Diseases are the second axis of the knowledge graph (drugs being the first). The domain models a hierarchical ontology of ~2,000 diseases using four tables: diseases, disease_closures, disease_stats, and disease_biomarkers. Every disease carries an NCI Thesaurus code as its natural key, and the hierarchy is stored as a directed acyclic graph (DAG) via a closure table.

erDiagram
    diseases ||--o{ disease_closures : "ancestor"
    diseases ||--o{ disease_closures : "descendant"
    diseases ||--o| disease_stats : "has"
    diseases ||--o{ disease_biomarkers : "characterized by"
    disease_biomarkers }o--|| biomarkers : "biomarker"
    diseases }o--o| therapeutic_areas : "belongs to"
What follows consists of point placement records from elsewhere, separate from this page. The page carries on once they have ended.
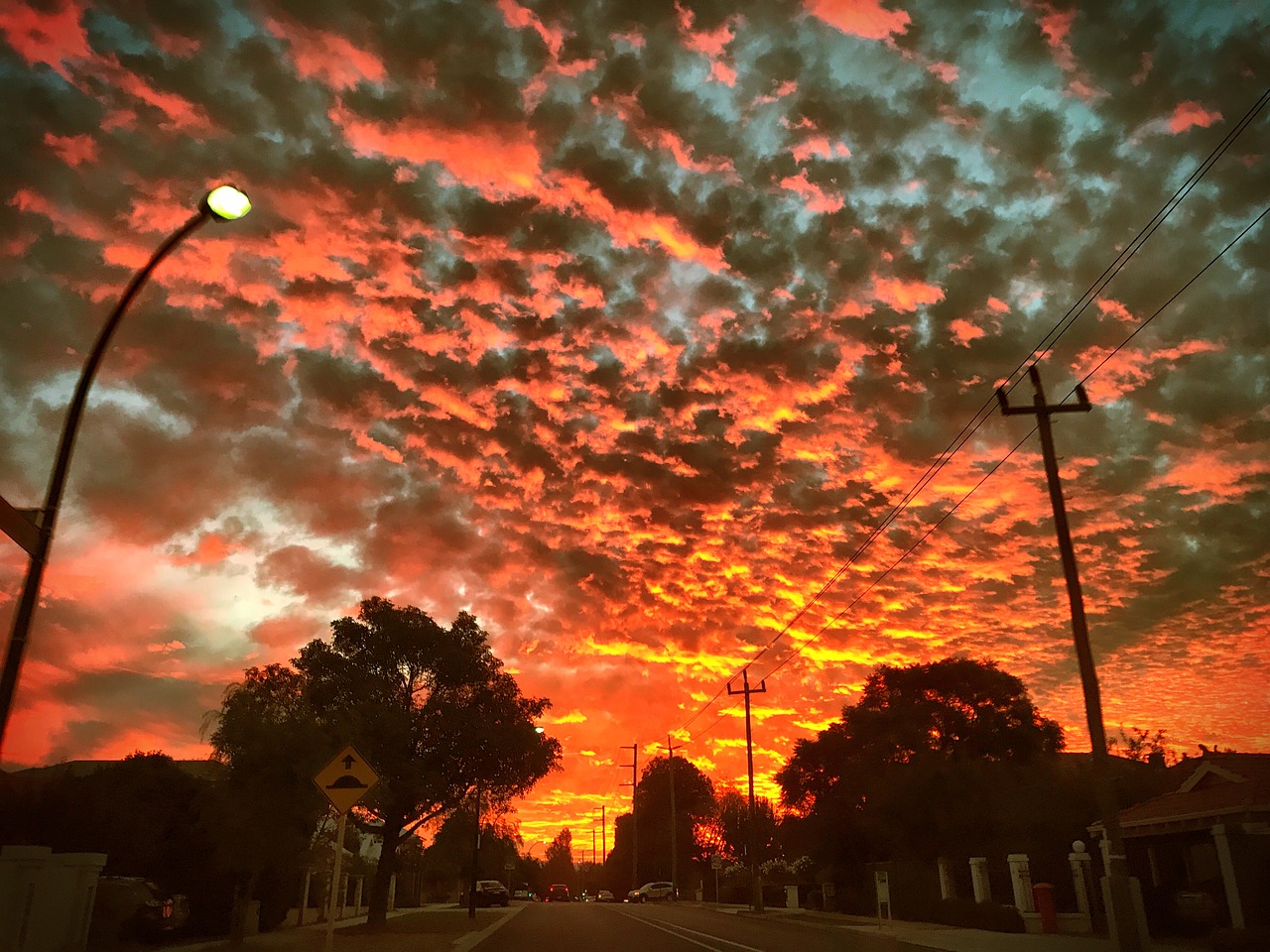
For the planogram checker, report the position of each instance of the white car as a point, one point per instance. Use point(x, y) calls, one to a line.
point(651, 892)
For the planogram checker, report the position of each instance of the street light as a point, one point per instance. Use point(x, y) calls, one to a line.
point(222, 203)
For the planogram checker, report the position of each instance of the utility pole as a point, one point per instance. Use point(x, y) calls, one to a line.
point(471, 883)
point(756, 888)
point(1124, 920)
point(675, 860)
point(634, 749)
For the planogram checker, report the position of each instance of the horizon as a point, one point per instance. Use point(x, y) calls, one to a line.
point(665, 344)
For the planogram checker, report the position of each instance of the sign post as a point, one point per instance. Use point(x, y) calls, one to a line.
point(345, 779)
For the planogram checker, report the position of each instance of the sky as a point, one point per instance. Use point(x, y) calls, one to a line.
point(635, 329)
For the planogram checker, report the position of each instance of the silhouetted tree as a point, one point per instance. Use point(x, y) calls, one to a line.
point(931, 758)
point(955, 708)
point(695, 805)
point(434, 712)
point(267, 807)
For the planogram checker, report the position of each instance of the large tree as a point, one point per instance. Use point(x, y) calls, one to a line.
point(908, 769)
point(434, 712)
point(955, 708)
point(267, 806)
point(558, 861)
point(694, 806)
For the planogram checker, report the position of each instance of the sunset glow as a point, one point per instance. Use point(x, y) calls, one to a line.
point(625, 335)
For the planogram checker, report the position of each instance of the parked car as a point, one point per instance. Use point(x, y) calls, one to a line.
point(134, 907)
point(490, 892)
point(651, 892)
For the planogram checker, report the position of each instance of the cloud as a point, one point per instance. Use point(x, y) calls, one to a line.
point(625, 333)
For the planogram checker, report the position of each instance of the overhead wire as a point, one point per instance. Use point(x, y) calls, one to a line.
point(1039, 352)
point(1019, 444)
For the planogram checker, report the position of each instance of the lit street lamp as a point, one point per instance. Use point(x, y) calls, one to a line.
point(36, 536)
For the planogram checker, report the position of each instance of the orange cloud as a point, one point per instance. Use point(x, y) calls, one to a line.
point(1188, 114)
point(860, 18)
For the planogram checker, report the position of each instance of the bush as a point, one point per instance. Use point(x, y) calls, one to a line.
point(969, 914)
point(1239, 939)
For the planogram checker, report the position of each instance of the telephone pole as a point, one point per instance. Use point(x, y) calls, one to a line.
point(675, 861)
point(1123, 915)
point(634, 749)
point(756, 888)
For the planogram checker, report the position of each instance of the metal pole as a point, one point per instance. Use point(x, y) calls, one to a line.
point(58, 481)
point(675, 858)
point(1123, 912)
point(335, 893)
point(471, 885)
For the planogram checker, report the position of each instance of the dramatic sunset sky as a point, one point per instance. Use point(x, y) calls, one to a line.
point(624, 325)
One row per disease in the ontology. The canonical source of truth for disease identity.

ColumnTypePurpose
iduuidPrimary key
nametextCanonical disease name (e.g., “Non-Small Cell Lung Cancer”)
ncit_codetextNCI Thesaurus code (e.g., C3262). Unique natural key for ontology mapping
descriptiontextFree-text description
synonymsjsonbArray of alternative names and abbreviations (e.g., ["NSCLC"])
therapeutic_area_iduuidFK to therapeutic_areas. Primary therapeutic area
clinical_segmentsjsonbStage/demographic sub-populations (e.g., ["early_stage", "elderly"])
biomarker_segmentsjsonbMolecular marker segmentations (e.g., ["EGFR_mutant", "PD-L1_high"])
key_endpointsjsonbStandard clinical endpoints for this disease (OS, PFS, ORR) with measurement criteria
indication_levelintegerClinical specificity depth (0—9). Higher = more specific indication
show_in_analyticsbooleanWhether this disease appears in analytics rollup groupings
embeddingtextVector embedding for semantic search

Indexes: idx_diseases_area (therapeutic area), idx_diseases_name (name).
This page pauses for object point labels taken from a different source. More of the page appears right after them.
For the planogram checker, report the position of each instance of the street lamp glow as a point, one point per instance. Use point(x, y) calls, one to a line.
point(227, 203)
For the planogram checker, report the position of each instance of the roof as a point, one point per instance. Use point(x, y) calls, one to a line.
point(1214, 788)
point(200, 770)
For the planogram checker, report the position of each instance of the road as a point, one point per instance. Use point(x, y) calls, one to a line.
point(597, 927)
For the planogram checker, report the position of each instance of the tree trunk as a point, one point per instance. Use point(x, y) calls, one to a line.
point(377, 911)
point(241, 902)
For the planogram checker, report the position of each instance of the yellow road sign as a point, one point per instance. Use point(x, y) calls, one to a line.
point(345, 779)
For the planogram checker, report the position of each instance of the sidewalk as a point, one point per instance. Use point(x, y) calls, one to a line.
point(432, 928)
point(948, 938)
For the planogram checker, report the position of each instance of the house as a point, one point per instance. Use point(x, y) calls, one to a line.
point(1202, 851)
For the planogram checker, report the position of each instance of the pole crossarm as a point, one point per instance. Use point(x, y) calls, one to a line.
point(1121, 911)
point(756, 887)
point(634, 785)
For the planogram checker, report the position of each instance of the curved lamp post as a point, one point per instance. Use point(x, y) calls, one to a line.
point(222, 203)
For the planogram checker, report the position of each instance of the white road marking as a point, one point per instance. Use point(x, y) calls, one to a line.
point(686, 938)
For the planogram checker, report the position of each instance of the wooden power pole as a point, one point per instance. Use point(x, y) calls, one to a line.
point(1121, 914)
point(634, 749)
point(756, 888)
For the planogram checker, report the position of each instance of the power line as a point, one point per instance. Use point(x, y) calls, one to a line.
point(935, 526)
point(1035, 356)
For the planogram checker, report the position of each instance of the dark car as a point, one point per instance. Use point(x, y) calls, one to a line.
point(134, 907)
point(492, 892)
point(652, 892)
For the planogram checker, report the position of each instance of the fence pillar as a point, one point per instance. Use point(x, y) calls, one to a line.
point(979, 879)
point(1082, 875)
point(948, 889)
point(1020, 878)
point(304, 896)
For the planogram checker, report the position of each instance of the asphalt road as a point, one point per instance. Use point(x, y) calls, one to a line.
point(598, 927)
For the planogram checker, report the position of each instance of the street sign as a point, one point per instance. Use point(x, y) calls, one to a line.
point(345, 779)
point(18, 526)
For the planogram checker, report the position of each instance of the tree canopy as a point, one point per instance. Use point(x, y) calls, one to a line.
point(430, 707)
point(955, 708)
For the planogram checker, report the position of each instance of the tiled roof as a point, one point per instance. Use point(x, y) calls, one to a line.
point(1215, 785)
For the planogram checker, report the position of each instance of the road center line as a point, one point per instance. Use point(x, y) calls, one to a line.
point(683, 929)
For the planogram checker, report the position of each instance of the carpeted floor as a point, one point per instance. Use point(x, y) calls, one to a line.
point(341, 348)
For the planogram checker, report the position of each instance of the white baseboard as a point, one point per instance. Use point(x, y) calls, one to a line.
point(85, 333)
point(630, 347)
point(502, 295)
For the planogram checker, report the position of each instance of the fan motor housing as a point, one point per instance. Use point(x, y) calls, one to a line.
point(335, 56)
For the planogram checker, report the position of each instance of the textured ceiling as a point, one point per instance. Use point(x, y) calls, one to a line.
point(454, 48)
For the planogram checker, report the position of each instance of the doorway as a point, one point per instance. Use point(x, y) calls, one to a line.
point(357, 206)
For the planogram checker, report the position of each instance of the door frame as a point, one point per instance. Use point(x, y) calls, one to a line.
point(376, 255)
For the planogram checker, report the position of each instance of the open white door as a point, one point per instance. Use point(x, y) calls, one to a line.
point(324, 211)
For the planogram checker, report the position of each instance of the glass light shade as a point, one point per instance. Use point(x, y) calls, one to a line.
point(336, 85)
Pre-computed transitive closure of the disease DAG. Every ancestor-descendant pair appears as a row, including self-references at depth 0. This enables single-query subtree lookups without recursive CTEs.

ColumnTypePurpose
iduuidPrimary key
ancestor_iduuidFK to diseases. The ancestor in the pair
descendant_iduuidFK to diseases. The descendant in the pair
depthintegerHops from ancestor to descendant. 0 = self, 1 = direct child, 2 = grandchild

Unique constraint: (ancestor_id, descendant_id). Indexes on ancestor_id, descendant_id, and depth.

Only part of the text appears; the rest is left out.